Rethinking the Southern Cause
As I continue to work on You Will Not Be Forgotten, each Wednesday I am going to post about something I’ve learned in the process of writing this book. Maybe it will be something about myself or about slavery or about history in general; I’m not sure. One thing I do know is this – writing this book has changed me in more ways than I will probably ever know. I hope you’ll check in each week to see what I’ve discovered in the process. I hope you’ll share your thoughts, too.
The woman was crying over a pair of pistols that had once belonged to her great-grandfather, a man who ran guerilla raids into Kentucky to recruit soldiers for the Confederacy. It would have been easy for me to write her off . . . a few months ago I would have done just that.
But these tears, they were genuine, and I had to pause.
She was on a show called History Detectives, and the investigator had just shown her the guns that were stolen from her house – off a table where her great-grandfather’s widow had placed them in the 1800s. She was quite moved.
Now, I could dismiss this reaction as sentimentalism or some misguided Southern pride. But it wasn’t that – this was sincere joy mixed with sadness over her family’s heritage. I would be remiss to discount that.
***
While I have lived most of my life in the South, I am not a Southerner, in the way most true Southerners use the word. I cringe and get a little angry when I see the Confederate flag. I have no nostalgia over the Confederacy losing the War Between the States, and unless I am writing deliberately, I never call the Civil War, the War Between the States. I just don’t have deep sympathies to the Southern cause.
But the more I read about Civil War history, the more I understand the complexity of reasons that people fought the war, the more I allow myself to realize that people genuinely do not see it as only a war fought over slavery (although I still hold that this was the primary reason for the fighting), the more I am able to understand not only white Southerners during the ante-bellum period but also the black people enslaved during this time.

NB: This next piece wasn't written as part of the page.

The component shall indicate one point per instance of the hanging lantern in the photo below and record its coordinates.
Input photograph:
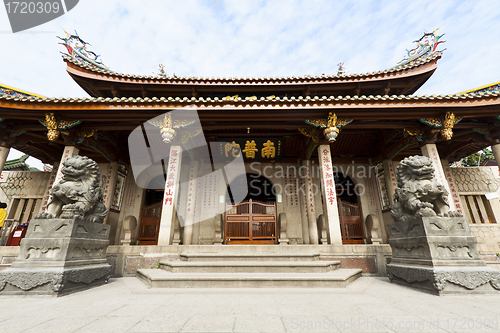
(167, 134)
(331, 133)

The reasons slavery persisted are complex – racism, economic investment, selfishness, ignorance, and even sometimes genuine care for the enslaved people. None of those reasons make it right, and I will fight with every breath in my body to show that so that we must all fight against the slavery in our world today . . . but the complexity of the situation gives me a place to find compassion and understanding for both slave holders and those Southerners today who still grieve the Confederate loss.
***
A few weeks ago, I watched Who Do You Think You Are? Paula Deen was the guest that day. Her journey into her family history led her to the fact that her ancestors had been slave holders, something her family had never known, and to the fact that one of her ancestors fought and died on the side of the Confederacy.
As her story unfurled, I found myself getting quite agitated. She seemed far more upset over the loss of her ancestor than over the fact that her ancestors enslaved people for decades. I was frustrated and disappointed with her.

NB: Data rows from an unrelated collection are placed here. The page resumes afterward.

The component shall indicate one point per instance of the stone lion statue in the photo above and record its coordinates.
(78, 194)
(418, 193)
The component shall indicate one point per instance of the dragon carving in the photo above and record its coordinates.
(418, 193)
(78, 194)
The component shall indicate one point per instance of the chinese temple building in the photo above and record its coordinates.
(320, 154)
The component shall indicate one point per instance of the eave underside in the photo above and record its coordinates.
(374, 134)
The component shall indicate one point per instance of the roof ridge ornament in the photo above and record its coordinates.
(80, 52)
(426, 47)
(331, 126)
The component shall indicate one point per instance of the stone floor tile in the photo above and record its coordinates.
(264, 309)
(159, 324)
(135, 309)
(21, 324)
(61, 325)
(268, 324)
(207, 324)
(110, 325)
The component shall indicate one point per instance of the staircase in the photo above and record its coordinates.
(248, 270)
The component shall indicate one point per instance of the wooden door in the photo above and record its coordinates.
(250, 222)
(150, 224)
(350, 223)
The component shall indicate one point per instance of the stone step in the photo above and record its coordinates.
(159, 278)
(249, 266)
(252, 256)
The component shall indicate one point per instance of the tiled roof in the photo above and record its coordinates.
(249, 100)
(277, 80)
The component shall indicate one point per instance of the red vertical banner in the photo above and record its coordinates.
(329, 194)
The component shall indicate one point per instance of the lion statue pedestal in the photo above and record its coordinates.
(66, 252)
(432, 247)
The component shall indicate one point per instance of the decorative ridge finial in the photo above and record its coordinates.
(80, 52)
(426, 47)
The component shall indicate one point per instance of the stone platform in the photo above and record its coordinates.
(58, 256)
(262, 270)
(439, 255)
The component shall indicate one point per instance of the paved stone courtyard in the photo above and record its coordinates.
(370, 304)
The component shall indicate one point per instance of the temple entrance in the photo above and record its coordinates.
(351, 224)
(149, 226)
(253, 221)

Now, though, with a little perspective, I see why she felt that way. She could read the letters of her ancestor; she knew the details of his story; she could relate to him. The enslaved people her family owned – they were just numbers on a census. No stories, no relationship between the idea of slavery and her own identity. Had she read stories of the people enslaved by her ancestors, perhaps her feelings would have been different.
I get that. . . that’s why I so desperately want people to learn the stories of people enslaved here in the U.S. – they were people, human beings with loves and losses, who fought and cursed, who cried when their bodies hurt so bad they could barely walk home and who spent Sunday afternoons with music that danced into their souls. They were people, and until we start telling their stories, it’s hard for many contemporary people to really understand that.
Now, when Paula Deen said that her ancestors lost her life in a war that accomplished nothing. Well, that I take issue with . . . I’m not willing to let her off the hook for that one . . . but still, I can see her with more grace now.
So the irony of my journey is this – by being able to see Southerners as people who believed deeply in their home and in their culture, by being able to understand that people treasure the stories they know, by being able to see complexity and feel compassion, I’m even more invested in telling the stories of the people over whom the Civil War was fought. I am hopeful – wildly optimistic even – that these stories will help all of us understand that slavery was not just an institution, not just an economic reality, not just a piece of history – slavery was something that happened to human beings – both white and black, that hurt them, and changed them, and sometimes killed them.
Just like the Civil War isn’t simply battlefields and regiment numbers, slavery isn’t simply census figures and legal proclamations. We’re talking about people. Real people who were loved by someone enough to bring them to tears.
What is your view on the Civil War? On the South? On the Confederate Flag? On Slavery? How do human stories factor into your understanding?